As we saw earlier, our baseline model (using all the features) gets us an r-squared of around 60%.

train_eval(df)

FEATURES: ['latitude', 'longitude', 'population', 'income', 'age', 'rooms', 'bedrooms', 'occupants']
--------
COEFS:
income        0.819154
bedrooms      0.276513
age           0.123777
population   -0.001711
occupants    -0.035253
rooms        -0.240811
longitude    -0.878116
latitude     -0.908597
dtype: float64
--------
R2 (TRAIN): 0.604
--------
R2 (TEST): 0.613

We can start by using a single feature, and build from there.

We saw earlier how income is most highly correlated with the target, and its coefficient was high in magnitude. This would be a great feature to start with.

train_eval(df, features=["income"])

FEATURES: ['income']
--------
COEFS:
income    0.793869
dtype: float64
--------
R2 (TRAIN): 0.472
--------
R2 (TEST): 0.479

We saw earlier a linear relationship between income and bedrooms, so it’s no surprise adding bedrooms to the model does not provide much “lift” (i.e. help improve performance):

train_eval(df, features=["income", "bedrooms"])

FEATURES: ['income', 'bedrooms']
--------
COEFS:
income      0.793568
bedrooms   -0.004588
dtype: float64
--------
R2 (TRAIN): 0.472
--------
R2 (TEST): 0.479

Three was a linear relationship between bedrooms and rooms, so we see similar results adding rooms as a feature:

train_eval(df, features=["income", "rooms"])

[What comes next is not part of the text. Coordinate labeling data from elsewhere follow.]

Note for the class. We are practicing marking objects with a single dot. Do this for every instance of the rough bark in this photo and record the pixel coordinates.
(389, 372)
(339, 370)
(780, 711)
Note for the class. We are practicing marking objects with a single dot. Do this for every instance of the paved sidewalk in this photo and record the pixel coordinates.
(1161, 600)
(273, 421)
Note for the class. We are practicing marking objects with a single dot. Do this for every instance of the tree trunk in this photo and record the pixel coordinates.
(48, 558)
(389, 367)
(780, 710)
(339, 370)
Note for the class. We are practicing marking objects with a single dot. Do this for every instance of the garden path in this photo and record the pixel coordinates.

FEATURES: ['income', 'rooms']
--------
COEFS:
income    0.820176
rooms    -0.081325
dtype: float64
--------
R2 (TRAIN): 0.477
--------
R2 (TEST): 0.487

Using rooms and bedrooms improves performance a bit, but due to collinearity we probably wouldn’t want to use them both.

train_eval(df, features=["income", "rooms", "bedrooms"])

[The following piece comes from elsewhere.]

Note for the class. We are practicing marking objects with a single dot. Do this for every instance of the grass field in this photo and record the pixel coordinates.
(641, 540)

FEATURES: ['income', 'rooms', 'bedrooms']
--------
COEFS:
income      1.003513
bedrooms    0.472005
rooms      -0.552543
dtype: float64
--------
R2 (TRAIN): 0.504
--------
R2 (TEST): 0.524

What about geographic region only?

train_eval(df, features=["latitude", "longitude"])

FEATURES: ['latitude', 'longitude']
--------
COEFS:
longitude   -1.433114
latitude    -1.491658
dtype: float64
--------
R2 (TRAIN): 0.242
--------
R2 (TEST): 0.244

The features with the highest magnitude coefficients are income, latitude, and longitude, so we can see the results from using just these features.

train_eval(df, features=["income", "latitude", "longitude"])

FEATURES: ['income', 'latitude', 'longitude']
--------
COEFS:
income       0.695895
longitude   -1.004133
latitude    -1.039170
dtype: float64
--------
R2 (TRAIN): 0.582
--------
R2 (TEST): 0.59

Just these three features give us more or less the same amount of predictive ability as using all the features. So if we take into account model complexity, we might choose these three as the final set of features.